After Sen. Jeanne Shaheen appeared on NPR’s “Morning Edition” and replied to a question about rising health care subsidies by saying that “costs have gone up,” the issue deserves sharper scrutiny. This piece examines why that answer is unsatisfying, what it means for taxpayers, and what conservative solutions offer instead.
Shaheen’s offhand line that “costs have gone up” treats the problem like an inevitable weather pattern. From a Republican viewpoint, that response ignores policy choices that drove prices higher and left taxpayers to pick up the tab. It is not enough to shrug and point at trends; voters want accountability and real fixes.
The Affordable Care Act was sold as a way to expand coverage while controlling costs, yet subsidies have ballooned and premiums remain painful for many. When subsidies must be repeatedly increased, that signals structural failure, not a temporary hiccup. Conservatives argue that competition and consumer choice, not ongoing bailout-style subsidies, are the healthier long-term path.
Taxpayers are tired of open-ended checks to prop up a system that shrinks options and raises costs. Every dollar funneled into larger subsidies crowds out priorities like national defense and tax relief. Republicans believe health care policy should empower individuals to shop, save, and make decisions without Washington deciding for them.
There are practical reforms to pursue that could reduce the pressure for ever-higher subsidies. Portability that follows the worker, interstate competition for insurance plans, transparent pricing so patients can compare costs, and expanded HSAs are all market-centered steps that have shown promise. These approaches aim to lower real prices rather than paper over them with more subsidies.

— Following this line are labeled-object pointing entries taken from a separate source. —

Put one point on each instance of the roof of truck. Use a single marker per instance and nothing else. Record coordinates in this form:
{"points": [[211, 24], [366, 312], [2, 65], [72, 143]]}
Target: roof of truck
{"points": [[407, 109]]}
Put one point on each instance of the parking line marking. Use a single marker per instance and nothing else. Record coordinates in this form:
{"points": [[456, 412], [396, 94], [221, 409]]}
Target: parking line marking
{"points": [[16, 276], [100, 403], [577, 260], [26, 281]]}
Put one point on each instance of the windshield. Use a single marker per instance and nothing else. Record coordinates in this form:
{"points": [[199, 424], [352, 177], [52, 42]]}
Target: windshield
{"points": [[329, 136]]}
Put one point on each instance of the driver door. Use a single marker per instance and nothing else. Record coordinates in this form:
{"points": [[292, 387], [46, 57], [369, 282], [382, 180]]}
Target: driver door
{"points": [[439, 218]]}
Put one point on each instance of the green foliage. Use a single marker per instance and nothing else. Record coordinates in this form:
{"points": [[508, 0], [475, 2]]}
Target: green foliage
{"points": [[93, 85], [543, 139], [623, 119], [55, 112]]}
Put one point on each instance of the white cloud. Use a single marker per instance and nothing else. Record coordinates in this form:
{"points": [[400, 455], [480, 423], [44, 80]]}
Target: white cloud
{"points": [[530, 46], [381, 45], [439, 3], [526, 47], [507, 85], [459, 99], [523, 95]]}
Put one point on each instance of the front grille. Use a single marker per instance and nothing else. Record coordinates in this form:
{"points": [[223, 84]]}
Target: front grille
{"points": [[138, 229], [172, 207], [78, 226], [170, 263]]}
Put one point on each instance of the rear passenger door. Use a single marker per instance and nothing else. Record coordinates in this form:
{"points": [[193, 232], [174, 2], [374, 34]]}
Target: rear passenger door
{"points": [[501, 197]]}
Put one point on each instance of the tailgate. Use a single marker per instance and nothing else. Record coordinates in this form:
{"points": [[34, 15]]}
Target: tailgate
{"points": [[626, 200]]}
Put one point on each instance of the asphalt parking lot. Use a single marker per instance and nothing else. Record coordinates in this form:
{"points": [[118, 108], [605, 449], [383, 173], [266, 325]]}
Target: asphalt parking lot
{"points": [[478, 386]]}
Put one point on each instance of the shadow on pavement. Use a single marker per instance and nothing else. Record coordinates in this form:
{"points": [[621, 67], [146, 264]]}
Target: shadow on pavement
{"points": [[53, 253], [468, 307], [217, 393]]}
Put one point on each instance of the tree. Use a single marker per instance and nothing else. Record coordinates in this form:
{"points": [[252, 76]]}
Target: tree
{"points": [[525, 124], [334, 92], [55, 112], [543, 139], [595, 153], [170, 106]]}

Accountability matters too. When officials respond with vague statements about rising costs, voters deserve a clear explanation of which policies caused the increase and which changes will actually help. A Republican lens emphasizes results: lower premiums, better access, and fewer surprises on medical bills. Saying “costs have gone up” does not move anyone closer to those outcomes.
Policy debates should focus on incentives that control prices and expand care, not on normalizing perpetual taxpayer rescues. Americans want a health system where choices matter and budgets are predictable. If leaders truly care about affordability, they should back reforms that reduce dependence on increases in subsidies and restore real market discipline.